MPG nicht rechtzeitig vorgelegt

So hat das VG Neustadt in einem Eilver­fahren entschieden, dass einem Fahrrad­fahrer aus dem Rhein-Pfalz-Kreis, der mit einer Blutal­ko­hol­kon­zen­tration (BAK) von 1,73 Promille unterwegs war, die Fahrerlaubnis entzogen sowie das Fahrrad­fahren verboten werden kann. Ihm wurde auch zum Verhängnis, dass er das geforderte medizinisch-psycho­lo­gische Gutachten (MPG – früher MPU) nicht fristgerecht vorgelegt hat, erklärt die Arbeits­ge­mein­schaft Verkehrsrecht des Deutschen Anwalt­vereins (DAV). 

Betrunken auf dem Rad

Ein Radfahrer geriet im Juli 2013 nach dem Besuch eines Festes im Nachbarort gegen 23:30 Uhr mit seinem unbeleuchteten Fahrrad in eine polizeiliche Verkehrs­kon­trolle. Die anschließende Blutal­ko­hol­un­ter­suchung ergab einen Wert von 1,73 Promille.

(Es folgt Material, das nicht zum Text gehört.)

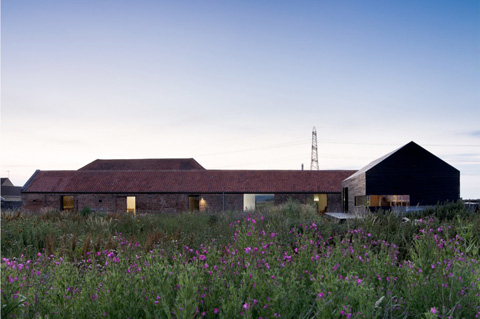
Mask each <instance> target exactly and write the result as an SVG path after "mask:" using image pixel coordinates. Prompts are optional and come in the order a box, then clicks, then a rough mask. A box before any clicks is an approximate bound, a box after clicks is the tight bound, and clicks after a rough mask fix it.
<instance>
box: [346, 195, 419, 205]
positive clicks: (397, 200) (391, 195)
mask: <svg viewBox="0 0 480 319" xmlns="http://www.w3.org/2000/svg"><path fill="white" fill-rule="evenodd" d="M409 205H410V195H367V196H355V206H369V207H397V206H409Z"/></svg>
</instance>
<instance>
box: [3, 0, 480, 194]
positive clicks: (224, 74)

Das Amtsgericht in Speyer verurteilte ihn wegen fahrlässiger Trunkenheit im Straßen­verkehr zu einer Geldstrafe in Höhe von 1.000 Euro. Doch damit war es für den Radler noch nicht vorbei: Der Rhein-Pfalz-Kreis bekam Wind von der Verurteilung und forderte den Mann auf, innerhalb von zwei Monaten ein MPG zur Frage seiner weiteren Fahreignung vorzulegen. Als das nicht geschah, entzog ihm die zuständige Behörde die Fahrerlaubnis der Klasse 3 und untersagte ihm das Fahren von fahrerlaub­nis­freien Fahrzeugen (Fahrrad und Mofa). 

Seinen Widerspruch dagegen begründete der Mann damit, dass der Kreis nicht ausreichend beachtet habe, dass er nur mit dem Fahrrad betrunken gefahren sei. Mit Ausnahme dieses einen Vorfalls habe er ansonsten immer unbean­standet am Straßen­verkehr teilge­nommen. Er sei auch aus beruflichen Gründen dringend auf die Fahrerlaubnis angewiesen. Die ihm gesetzte Frist von zwei Monaten zur Beibringung des Gutachtens sei wesentlich zu kurz bemessen. Es existiere im Übrigen keine Rechts­grundlage zum Untersagen des Führens von Fahrrädern. 

Idiotentest nicht absolviert – Führer­schein weg

Diese Argumen­tation überzeugte das Gericht jedoch nicht. Wenn Zweifel an der generellen Eignung, am Straßen­verkehr teilzu­nehmen, vorlägen, seien die Maßnahmen angemessen. Habe der Fahrer ein Fahrzeug mit 1,6 Promille oder mehr geführt, müsse die zuständige Behörde ein MPG einfordern. Dies sei notwendig, um eine Entscheidung über die Entziehung der Fahrerlaubnis zu treffen.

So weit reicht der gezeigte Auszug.